Washington, May 7 : Scientists are working on the development of new cell-based sensors, which would have the capability to detect explosive devices.
Pamela Abshire, Benjamin Shapiro, and Elisabeth Smela, three faculty researchers in the University of Maryland's A. James Clark School of Engineering, are working upon the technology.
Today's biochemical detectors are slow and produce an unacceptable number of false readings.
They are easily fooled because they often cannot distinguish subtle differences between deadly pathogens and harmless substances, and cannot fully monitor or interpret the different ways these substances interact with biological systems.
To solve this problem, the Clark School researchers are learning how to incorporate real cells into tiny micro-systems to detect chemical and biological pathogens.
These tiny sensors, only a few millimeters in size, take advantage of the sensory capabilities of biological cells.
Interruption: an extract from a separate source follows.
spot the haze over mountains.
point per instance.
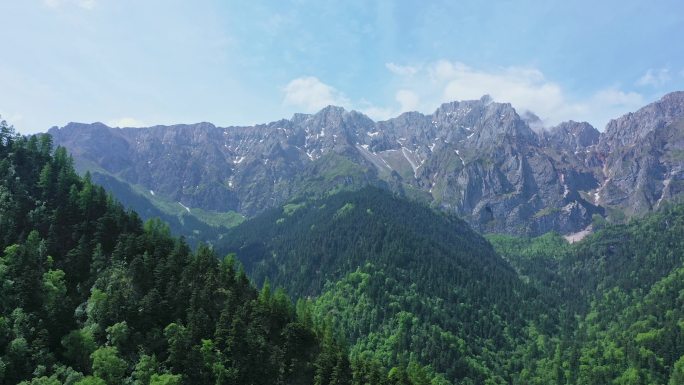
(479, 159)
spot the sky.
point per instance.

According to the researchers, this "cell-based sensors-on-a-chip" technology would speed up and improve the detection of everything from explosive materials to biological pathogens to spoiled food or impure water.
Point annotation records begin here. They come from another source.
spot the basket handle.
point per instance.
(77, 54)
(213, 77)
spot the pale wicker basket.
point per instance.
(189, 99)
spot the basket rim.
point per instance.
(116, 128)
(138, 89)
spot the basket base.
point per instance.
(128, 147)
Different cells can be grown on these microchips, depending on the task at hand.
Like a bloodhound hot on the trail of a scent, a chip containing a collection of olfactory cells plus sensing circuits that can interpret their behavior could detect the presence of explosives.
The researchers plan to use other specialized cells much like a canary in a coal mine.
The cells would show stress or die when exposed to certain pathogens, and the sensing circuits monitoring them would trigger a warning more quickly and accurately than in present systems.
Current research funding for the cell-based sensor technology comes from the National Science Foundation, the Department of Homeland Security and the Defense Intelligence Agency.
However, potential applications for their use extend well beyond national security.
For example, cell-based sensors could detect the presence of harmful bacteria in ground beef or spinach, or detect the local origin of specialty foods like cheeses or wines. n the pharmaceutical industry, they could identify the most promising medicines in advance of animal and human trials, increasing cost-effectiveness and speed in developing new drugs.
They could also help to speed up research in basic science.
Such arrays could advance biologists' fundamental understanding about the sense of smell or help doctors better see how the immune system works.
They could be placed on fish as they swim in the ocean to monitor water quality, or set on a skyscraper's roof to evaluate air pollution.
"We bring the capability to monitor many different cells in parallel on these chips," explained Abshire. "You could say we're applying Moore's Law of exponentially increasing computer processing capability to cell biology," he added.